Dogged for years by reports that state and federal authorities were investigating his relationships with developers and his hiring of friends for public office, Johnson will leave office next month a deeply polarizing figure.

His detractors have long said his style of politics hurts the county's image and its efforts to spur business.

For critics, that impression will be cemented by Johnson's arrest Friday, along with his wife, Leslie, just three weeks before his final term in office is to end. He was charged with destroying evidence and witness tampering.

But for his supporters, he has remained a popular figure - an unfailing campaigner with an unparalleled ability to connect with voters. They were inspired by Johnson's life story - he grew up poor in rural and segregated South Carolina only to graduate from Howard Law School and get elected to lead the nation's wealthiest majority-African-American jurisdiction.

And they rallied around Johnson as someone who defied expectations and never received enough credit for his accomplishments.

"Folks either liked him and liked his style - or they really didn't," said M.H. "Jim" Estepp, who ran against Johnson for county executive in 2002 and now heads the county's business roundtable.

During Johnson's eight years as county executive, Prince George's crime rate dropped. The county was awarded an AAA bond rating from Wall Street rating agencies for the first time, a sign of financial health that has allowed the county to borrow money at reduced interest rates. And National Harbor, a massive development of hotels, restaurants and shops, opened on the banks of the Potomac River.

But Johnson has been accused of expanding the top ranks of county government and enhancing the salaries of political hires, including friends and campaign supporters, even as he furloughed thousands of public employees.

His travel abroad on behalf of the county has been scrutinized. For years, critics have snorted with derision about a comment he made in 2006 when asked why he charged county taxpayers for first-class or business-class airplane tickets.

"I think the people of Prince George's County expect me to," he said then. "I don't think they expect me to be riding in a seat with four across and I'm in the middle."

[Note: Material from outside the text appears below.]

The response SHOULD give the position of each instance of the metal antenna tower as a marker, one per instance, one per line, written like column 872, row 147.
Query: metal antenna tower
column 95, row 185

A low point of his time in office came in 2007, when a police corporal whom Johnson had elevated to director of homeland security for the county shot two unarmed furniture deliverymen at his home, killing one of them.

Johnson quickly distanced himself from Keith A. Washington, who was later convicted of involuntary manslaughter. Johnson insisted they were not friends and that he had never promoted Washington.

But those comments clashed with the public record, which suggested that Johnson had promoted Washington, a fraternity brother who had supported his 2002 run for office at a time when Johnson was feuding with the county's police union.

"What made him popular was that he gave away a lot of money," said longtime critic Del. Barbara Frush (D), referring to Johnson's propensity to hire friends and give county money to local organizations. "That always makes people popular."

Johnson has been deeply enmeshed in county politics since he was recruited in 1985 to serve as campaign treasurer to Alexander Williams Jr., who defeated a white, 24-year incumbent and became the county's first African American state's attorney.

For the next eight years he served as Williams's deputy - and then ran to succeed him as the county's prosecutor when Williams was appointed to the federal bench.

By the time he ran for county executive, he had developed a reputation as a tireless campaigner. For years, he visited several churches every Sunday. If a longtime resident was having a backyard birthday party, chances were, Johnson would stop by.

"He's a no-nonsense person who could go around a crowd and give every single person the sense that they were the only person who had his attention," said Terry Speigner, the former chairman of the Prince George's County Democratic Central Committee. "He was a country boy from South Carolina, and he knew how to talk to folks."

Johnson is known to enjoy the trappings of a good life. He often travels with an entourage, including a security detail. He is a snappy dresser and relishes spending time on the golf course.

But he also has maintained close ties to his home in Wadmalaw Island, S.C., an area where many locals speak a Creole dialect passed down from freed slaves.

In a 2008 interview, Johnson recalled that his childhood home was so divided by race that it resembled South Africa under apartheid. He said he didn't even meet a white South Carolinian until he was an adult, living in Tacoma, Wash., and serving in the Army.

"He's come a long way - and this is painful to watch," said Del. Jolene Ivey (D), who said she had come to consider Johnson a supporter. "I'm sure it's difficult for everyone who knows and loves him. And for the people who don't love him, it's painful for them to see how it's going to affect the county's reputation."